Nato a Gorizia nel 1934, è cresciuto a Udine. Laureato alla Normale di Pisa, è entrato al CERN di Ginevra nel 1960, diventandone poi direttore tra il 1989 e il 1994. Lì ha studiato le particelle elementari e in particolare le interazioni deboli, scoprendo poi nei primi anni ’80 i bosoni vettoriali W+, W− e Z.

Carlo Rubbia nel 2005

Negli anni ’90 è diventato anche presidente dell’ENEA, l’ente che si occupa di ricerca energetica, incarico che ha lasciato dopo qualche tempo per i contrasti col Governo Berlusconi. Oltre a numerosi premi e lauree honoris causa conseguite nel mondo, nel 2013 è stato nominato senatore a vita dal Presidente della Repubblica, Giorgio Napolitano.

 

Giulio Natta

Vincitore del Premio Nobel è stato anche Giulio Natta, che si aggiudicò quello per la chimica nel 1963 assieme a Karl Ziegler. Nato a Imperia (che ancora si chiamava Porto Maurizio) nel 1903, si laureò prestissimo in Ingegneria Chimica. Iniziò altrettanto presto ad insegnare, prima in Lombardia e poi a Roma e Torino, stabilendosi infine al Politecnico di Milano.

Intanto si dedicava anche all’attività di ricerca, finanziato dall’azienda Montecatini. Tenendosi a contatto con Ziegler, arrivò prima ad ottenere i primi campioni di polipropilene e poi a scoprire i polimeri isotattici. Si dedicò poi anche ai polimeri a struttura cristallina.

Giulio Natta negli anni '60

Purtroppo, la sua carriera venne in parte resa più complicata dal sorgere della malattia di Parkinson. Diagnosticata nel 1956, ad appena 53 anni d’età, iniziò a peggiorare nei primi anni ’60, tanto che anche alla cerimonia di Stoccolma per il Nobel fu affiancato dal figlio e da altri colleghi. È scomparso nel 1979.

Renato Dulbecco

Chiudiamo la seconda parte della nostra panoramica con Renato Dulbecco, premio Nobel anch’esso ma per la Medicina, nel 1975. Nato a Catanzaro nel 1914, crebbe in Liguria, tra l’altro in quella stessa Imperia in cui era nato Natta (e che si formava in quegli anni dalla fusione di Porto Maurizio e Oneglia).

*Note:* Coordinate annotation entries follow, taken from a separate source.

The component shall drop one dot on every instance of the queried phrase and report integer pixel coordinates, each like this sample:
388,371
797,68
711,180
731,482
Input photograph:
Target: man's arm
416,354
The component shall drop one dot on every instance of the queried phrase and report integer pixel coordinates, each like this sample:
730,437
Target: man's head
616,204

Si laureò a Torino, in un ambiente frequentato da altri futuri luminari della scienza come Salvador Luria e Rita Levi-Montalcini. Dopo la guerra proprio nell’ambiente torinese cominciò a studiare gli effetti delle radiazioni sulle cellule, prendendo anche una seconda laurea in Fisica per affrontare con maggior consapevolezza il problema.

Renato Dulbecco nel 1966
Poco dopo si trasferì in America, prima in Indiana e poi in California, collaborando coi più importanti ricercatori del tempo. In breve i suoi studi sui fagi lo portarono a scoprire il meccanismo d’azione dei virus tumorali sulle cellule animali, una scoperta di vitale importanza per la biologia, che gli valse infatti il Nobel. È morto in California nel 2012.

 

E voi, quale scienziato italiano del Novecento preferite?